To find out which of the independent variables help us to best predict group membership we look at the information in two tables (shown in Exhibit 17.25). Results shown in the table labeled Tests of Equality of Group Means show which nutrition lifestyle variables differ on a univariate basis. Note that all three predictor variables are highly significant. To consider the variables from a multivariate perspective, use the information from the Structure Matrix table. The structure matrix numbers are all quite large and can therefore be considered to be helpful in predicting group membership. Like the univariate results, all of the variables help us to predict group membership.

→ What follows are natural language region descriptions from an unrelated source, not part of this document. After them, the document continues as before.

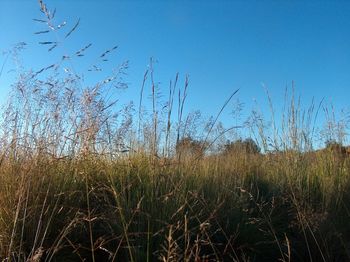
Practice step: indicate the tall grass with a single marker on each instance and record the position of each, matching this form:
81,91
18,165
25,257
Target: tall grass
84,178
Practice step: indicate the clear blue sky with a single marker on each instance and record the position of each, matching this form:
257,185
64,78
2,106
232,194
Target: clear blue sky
222,45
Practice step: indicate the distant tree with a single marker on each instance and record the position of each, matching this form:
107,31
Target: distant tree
248,146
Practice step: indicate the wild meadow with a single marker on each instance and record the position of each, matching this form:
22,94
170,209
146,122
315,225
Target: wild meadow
85,178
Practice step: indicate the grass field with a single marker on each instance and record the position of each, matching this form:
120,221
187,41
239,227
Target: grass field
83,178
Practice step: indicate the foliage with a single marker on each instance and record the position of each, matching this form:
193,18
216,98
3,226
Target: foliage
248,146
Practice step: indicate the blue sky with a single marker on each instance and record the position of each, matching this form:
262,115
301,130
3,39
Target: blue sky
221,45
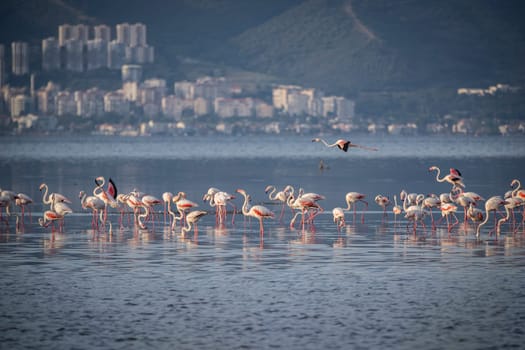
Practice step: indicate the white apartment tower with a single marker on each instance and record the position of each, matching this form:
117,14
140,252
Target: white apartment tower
50,54
102,32
20,57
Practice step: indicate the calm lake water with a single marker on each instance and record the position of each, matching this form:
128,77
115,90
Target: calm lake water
372,285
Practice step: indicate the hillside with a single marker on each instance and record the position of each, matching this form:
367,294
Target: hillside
341,46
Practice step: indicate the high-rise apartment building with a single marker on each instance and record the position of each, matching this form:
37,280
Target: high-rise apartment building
102,32
2,65
74,55
50,54
137,35
96,54
123,33
20,57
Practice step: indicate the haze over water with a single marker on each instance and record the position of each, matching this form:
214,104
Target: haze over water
373,285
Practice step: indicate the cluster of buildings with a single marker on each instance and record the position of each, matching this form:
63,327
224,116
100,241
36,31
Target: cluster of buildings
163,107
81,47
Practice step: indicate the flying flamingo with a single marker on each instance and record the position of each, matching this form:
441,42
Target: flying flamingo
339,217
192,218
491,205
453,178
353,198
343,145
257,211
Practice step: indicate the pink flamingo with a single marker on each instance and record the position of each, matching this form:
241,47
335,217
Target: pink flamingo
491,205
257,211
22,200
339,217
448,209
431,201
191,219
304,204
166,197
343,145
95,204
183,205
280,196
352,198
383,202
107,196
453,178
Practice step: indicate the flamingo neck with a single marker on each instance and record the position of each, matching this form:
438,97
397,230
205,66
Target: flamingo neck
46,201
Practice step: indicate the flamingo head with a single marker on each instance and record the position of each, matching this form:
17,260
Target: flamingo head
99,180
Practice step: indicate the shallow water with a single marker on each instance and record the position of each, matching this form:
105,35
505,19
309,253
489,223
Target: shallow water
373,285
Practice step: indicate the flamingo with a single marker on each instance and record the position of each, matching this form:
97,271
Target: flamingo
448,209
257,211
50,216
150,201
93,203
492,204
183,205
108,197
280,196
431,201
343,145
413,212
383,202
339,217
166,198
396,209
353,198
192,218
304,204
453,178
53,197
22,200
475,214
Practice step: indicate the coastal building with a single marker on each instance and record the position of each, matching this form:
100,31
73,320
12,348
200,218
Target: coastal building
115,102
131,73
20,104
96,54
2,65
20,57
184,89
65,104
116,54
102,32
50,54
174,106
90,102
46,98
74,50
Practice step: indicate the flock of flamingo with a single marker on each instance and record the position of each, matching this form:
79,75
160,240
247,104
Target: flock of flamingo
177,208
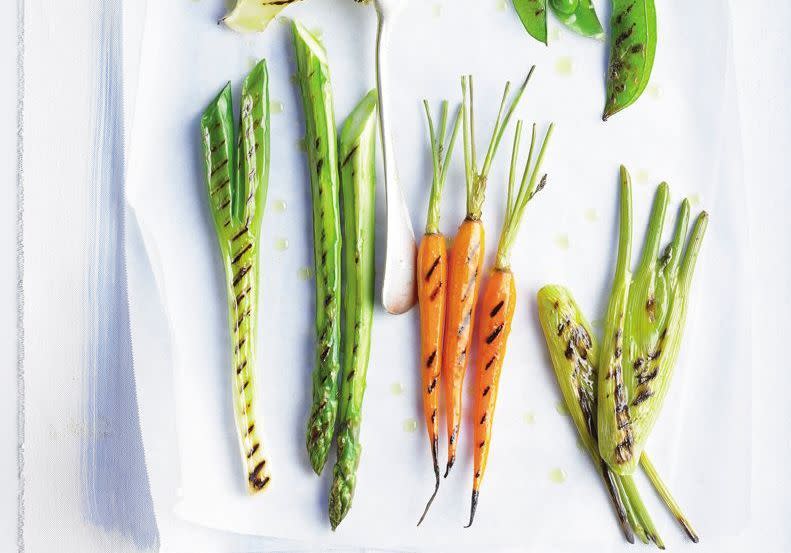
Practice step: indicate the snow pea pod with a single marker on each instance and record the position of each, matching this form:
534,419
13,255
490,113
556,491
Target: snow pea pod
579,16
533,14
358,186
322,153
632,49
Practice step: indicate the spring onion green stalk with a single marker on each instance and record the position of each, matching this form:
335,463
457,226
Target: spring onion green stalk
322,153
237,175
358,184
645,322
575,356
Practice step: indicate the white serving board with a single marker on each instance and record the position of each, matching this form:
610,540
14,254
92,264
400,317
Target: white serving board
684,130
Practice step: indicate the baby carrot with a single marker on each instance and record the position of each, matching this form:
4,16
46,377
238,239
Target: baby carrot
432,269
465,261
498,301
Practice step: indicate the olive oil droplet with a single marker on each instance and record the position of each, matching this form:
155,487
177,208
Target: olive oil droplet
410,425
564,66
305,273
557,475
281,244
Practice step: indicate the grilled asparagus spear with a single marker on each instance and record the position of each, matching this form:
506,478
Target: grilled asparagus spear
237,175
358,182
322,153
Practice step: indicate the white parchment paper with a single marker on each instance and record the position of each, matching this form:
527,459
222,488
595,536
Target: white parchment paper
684,130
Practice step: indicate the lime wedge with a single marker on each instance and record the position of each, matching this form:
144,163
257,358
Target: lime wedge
253,16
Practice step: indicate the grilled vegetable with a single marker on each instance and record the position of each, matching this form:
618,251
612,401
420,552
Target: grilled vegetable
322,154
432,270
237,175
498,303
575,356
644,327
358,184
632,49
465,262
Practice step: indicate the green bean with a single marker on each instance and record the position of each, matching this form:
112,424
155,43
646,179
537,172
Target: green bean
321,144
237,180
579,16
533,14
632,49
358,184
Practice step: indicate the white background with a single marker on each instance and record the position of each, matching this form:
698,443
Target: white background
764,76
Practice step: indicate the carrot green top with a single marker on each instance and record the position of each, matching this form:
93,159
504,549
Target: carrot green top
476,180
439,164
528,187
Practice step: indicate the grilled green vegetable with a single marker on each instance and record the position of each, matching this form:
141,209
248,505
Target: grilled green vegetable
579,16
320,141
575,357
632,49
237,175
533,14
643,330
358,183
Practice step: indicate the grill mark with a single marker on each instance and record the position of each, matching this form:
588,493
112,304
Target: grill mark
241,366
642,396
222,164
495,333
432,385
435,291
239,234
240,275
243,251
217,146
242,294
243,316
430,360
432,268
349,155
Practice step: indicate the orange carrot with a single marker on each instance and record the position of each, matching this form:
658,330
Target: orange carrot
466,258
498,301
432,268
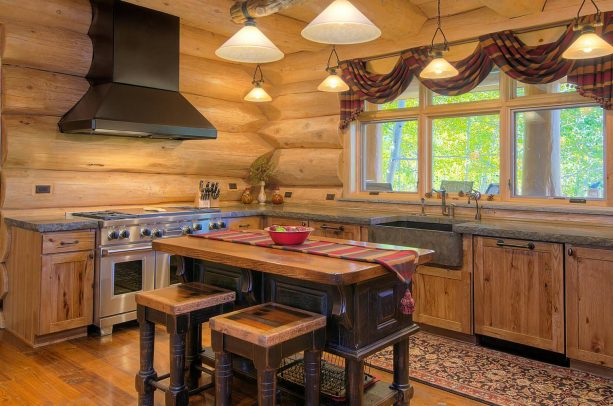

The strongest nutrition variable is X4 (.882), the second best predictor is X10 (.818), and the least predictive but still helpful is X8 (.622).
To interpret the meaning of the discriminant analysis results we examine the means of the nutrition variables shown in the Group Statistics table of Exhibit 17.26. Note that the means for all three nutrition variables in the Most Loyal group are lower than the means in the Least Loyal group. Moreover, based on the information provided in Exhibit 17.25 we know all of the nutrition variables are significantly different. Thus, customers in the Most Loyal group are significantly less “nutrition conscious” than those in the Least Loyal group.
Recall that Cluster One was not very loyal (mean = 3.5 on a 7-point scale) and Cluster Two (less nutrition conscious) was relatively loyal (based on a combination of variables X23 and X24). Thus, the results indicate the most loyal customers are less nutrition conscious. One interpretation of this finding might be that the owners of the Santa Fe Grill should consider putting some “Heart Healthy” entrees on their menu. But before doing that they need to look at loyalty as it relates only to the Santa Fe Grill. Up to this point the analysis has been with both restaurants combined.